In a large, prospective, randomized CIPRO XR clinical trial in cUTI, 49% (509/1035) of the patients were 65 and over, while 30% (308/1035) were 75 and over. No overall differences in safety or effectiveness were observed between these subjects and younger subjects, and other reported clinical experience has not identified differences in responses between the elderly and younger patients, but greater sensitivity of some older individuals on any drug therapy cannot be ruled out. Ciprofloxacin is known to be substantially excreted by the kidney, and the risk of adverse reactions may be greater in patients with impaired renal function. No alteration of dosage is necessary for patients greater than 65 years of age with normal renal function. However, since some older individuals experience reduced renal function by virtue of their advanced age, care should be taken in dose selection for elderly patients, and renal function monitoring may be useful in these patients [see DOSAGE AND ADMINISTRATION and CLINICAL PHARMACOLOGY].
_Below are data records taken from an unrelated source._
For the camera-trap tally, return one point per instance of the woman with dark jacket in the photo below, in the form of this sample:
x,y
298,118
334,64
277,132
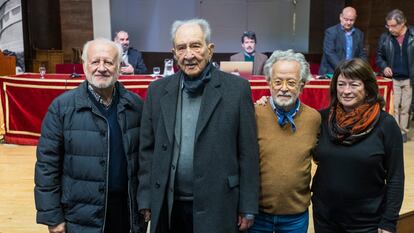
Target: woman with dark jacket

In general, elderly patients may be more susceptible to drug-associated effects on the QT interval. Therefore, precaution should be taken when using CIPRO XR with concomitant drugs that can result in prolongation of the QT interval (for example, class IA or class III antiarrhythmics) or in patients with risk factors for torsade de pointes (for example, known QT prolongation, uncorrected hypokalemia) [see WARNINGS AND PRECAUTIONS].
Ciprofloxacin is eliminated primarily by renal excretion; however, the drug is also metabolized and partially cleared through the biliary system of the liver and through the intestine. These alternate pathways of drug elimination appear to compensate for the reduced renal excretion in patients with renal impairment. No dosage adjustment is required for patients with uncomplicated UTIs receiving 500 mg CIPRO XR. Dosing in children (less than 18 years of age) with impaired renal function has not been studied [see CLINICAL PHARMACOLOGY].
In preliminary studies in patients with stable chronic liver cirrhosis, no significant changes in ciprofloxacin pharmacokinetics have been observed. The pharmacokinetics of ciprofloxacin in patients with acute hepatic insufficiency, have not been studied.